Israel plans to send 45,000 troops to evacuate 9,000 settlers from the Gaza Strip and part of the West Bank, Israel's defense minister said Tuesday — a massive deployment that reflects concern some resistance to the pullout might be violent.
Prime Minister Ariel Sharon insisted Tuesday that opposition will not stop the operation. Many settlers are expected to offer passive resistance, but security officials have issued repeated assessments that militant settlers or their backers from outside Gaza might open fire.
The main settlers' council called on its followers to descend on Gaza on July 18, a month before the pullout begins.
"Tens of thousands will march to Gush Katif (the main Gaza settlement bloc) to cancel the uprooting program, while avoiding violence and disruption of the lives of the country's citizens," the statement said.
The military is expected to declare Gaza off limits to nonresidents before the pullout.
To implement the evacuation, soldiers and police will outnumber the settlers five to one.
Evacuation meticulously planned out
Security officials, speaking Tuesday on condition of anonymity because of the sensitivity of their positions, said the forces will be arrayed in six circles around Gaza. Police in the innermost circle, reinforced by soldiers, will remove the settlers, while the other circles provide security to prevent Palestinian attacks or infiltration by Israeli opponents of the pullout.
Soldiers demonstrated their potential for swift evacuation last week when, in less than half an hour, they emptied out a Gaza settler hotel where more than 100 extremists and their families had barricaded themselves.
On Tuesday afternoon, Sharon toured a site in southern Israel where new homes are being built for the Gaza settlers. "Disengagement will go ahead," he said, referring to the pullout, "and nobody can hinder it, because this thing is important for Israel, very important for Israel."
Extremists have already tried to disrupt life around the country by blocking highways and threaten to step up their efforts during the pullout, in hopes of diverting troops.
Attorney General Meni Mazuz said some 1,000 protesters had been arrested — "not just people who were waving flags, but people who had full gas canisters and were planning to blow them up" on a main highway during rush hour.
"This is not legitimate resistance in a democracy or any country," Mazuz said.
Sharon said he instructed security forces "not to allow the blocking of roads, damage to communications structures, scattering of nails (on the roads) ... The instruction is unequivocal, not to disrupt life.

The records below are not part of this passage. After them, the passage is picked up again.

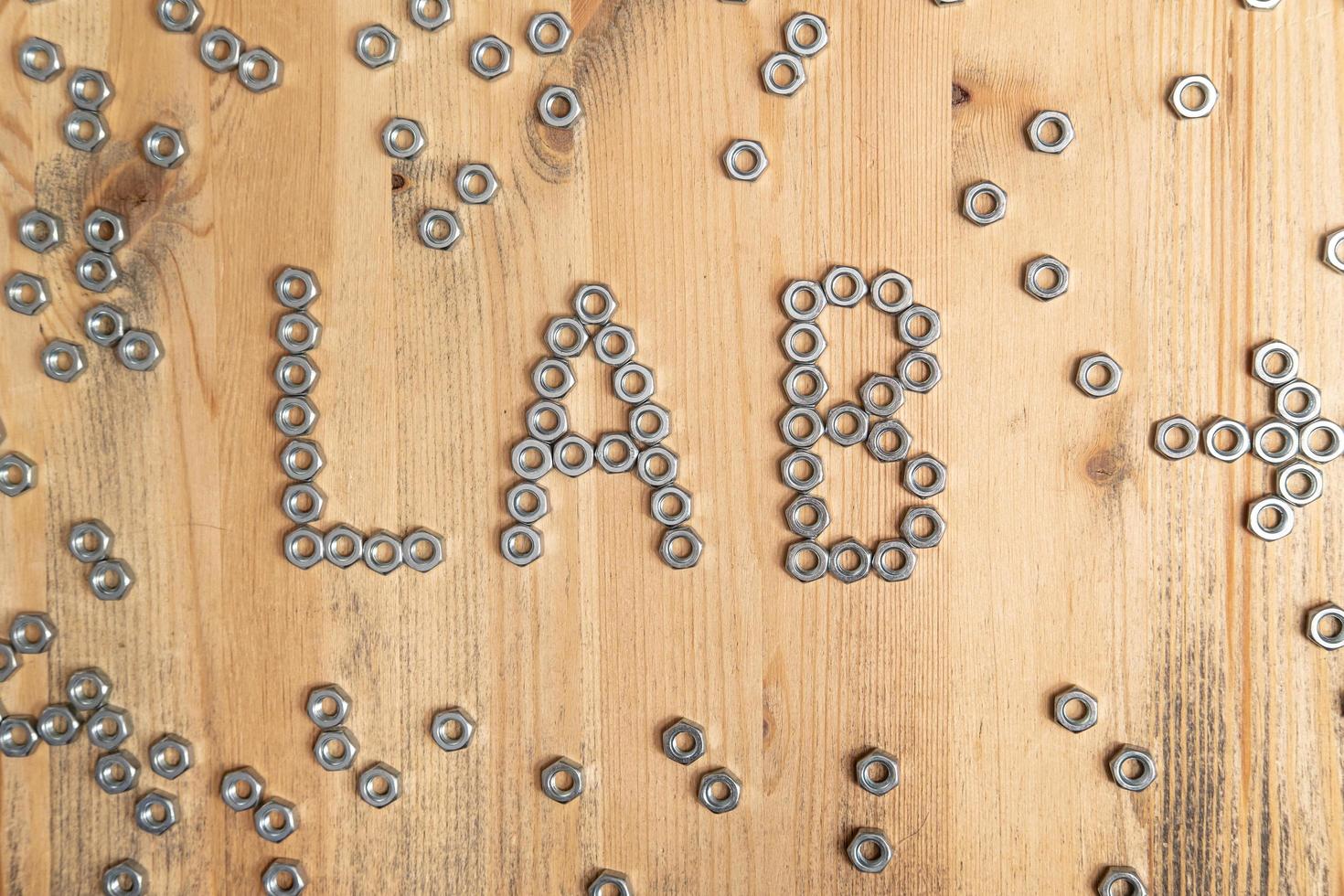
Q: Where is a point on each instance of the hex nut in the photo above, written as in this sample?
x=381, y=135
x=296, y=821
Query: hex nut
x=711, y=782
x=274, y=819
x=89, y=689
x=165, y=146
x=863, y=773
x=26, y=293
x=375, y=775
x=283, y=869
x=242, y=789
x=672, y=736
x=117, y=773
x=97, y=272
x=335, y=749
x=297, y=288
x=63, y=361
x=33, y=633
x=441, y=730
x=260, y=70
x=117, y=719
x=91, y=89
x=85, y=131
x=179, y=16
x=111, y=579
x=220, y=50
x=126, y=878
x=481, y=48
x=368, y=46
x=171, y=756
x=140, y=351
x=39, y=229
x=863, y=841
x=40, y=59
x=551, y=776
x=17, y=475
x=325, y=696
x=1077, y=724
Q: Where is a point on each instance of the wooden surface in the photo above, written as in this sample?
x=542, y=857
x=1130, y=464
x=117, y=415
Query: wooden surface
x=1074, y=552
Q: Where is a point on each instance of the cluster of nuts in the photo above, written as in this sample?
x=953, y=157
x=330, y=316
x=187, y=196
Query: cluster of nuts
x=1293, y=441
x=551, y=445
x=220, y=50
x=871, y=422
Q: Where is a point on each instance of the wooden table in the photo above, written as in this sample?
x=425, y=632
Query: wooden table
x=1074, y=552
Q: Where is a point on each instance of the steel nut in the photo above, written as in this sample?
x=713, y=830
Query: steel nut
x=156, y=813
x=274, y=819
x=683, y=741
x=17, y=475
x=33, y=633
x=63, y=361
x=26, y=293
x=379, y=784
x=39, y=229
x=328, y=706
x=449, y=720
x=171, y=756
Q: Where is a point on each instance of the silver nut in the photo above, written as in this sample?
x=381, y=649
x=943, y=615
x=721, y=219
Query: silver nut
x=116, y=773
x=85, y=131
x=878, y=773
x=88, y=689
x=91, y=89
x=125, y=879
x=260, y=70
x=111, y=579
x=171, y=756
x=105, y=229
x=40, y=59
x=1040, y=142
x=720, y=790
x=562, y=781
x=26, y=293
x=328, y=706
x=39, y=229
x=1141, y=759
x=140, y=351
x=1200, y=85
x=156, y=813
x=165, y=146
x=274, y=819
x=560, y=106
x=336, y=749
x=683, y=741
x=869, y=850
x=403, y=139
x=379, y=784
x=220, y=50
x=1070, y=720
x=97, y=272
x=283, y=876
x=453, y=730
x=63, y=361
x=491, y=57
x=33, y=633
x=549, y=32
x=377, y=46
x=109, y=727
x=180, y=16
x=242, y=789
x=297, y=288
x=17, y=475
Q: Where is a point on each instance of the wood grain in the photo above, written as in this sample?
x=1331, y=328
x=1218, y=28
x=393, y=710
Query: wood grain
x=1074, y=552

We shall not allow it."
Defense Minister Shaul Mofaz outlined the planned deployment at a stormy session of lawmakers, settlers and ministry officials. "About 41,000 male and female soldiers will take part in the evacuation, and 3,800 police," he said.
No Palestinian attacks will be tolerated
Sharon told the committee Israel has made it clear to the Palestinian Authority that it would respond harshly to Palestinian attacks during the pullout.
"If there is fire during the evacuation, our response will be very harsh, possibly so harsh that it would destroy the whole process," he said.
On Tuesday, Palestinian Interior Minister Nasser Yousef met Maj. Gen. Yitzhak Harel, chief of Israeli military planning, to discuss coordinating the withdrawal, the military said.
First fruits of coordination are already being felt, according to the chief of Israeli military intelligence, Maj. Gen. Aharon Zeevi-Farkash. Lawmaker Ran Cohen quoted him as saying several Palestinian attempts to smuggle arms into Gaza from Egypt have been foiled in the last two months because of the cooperation.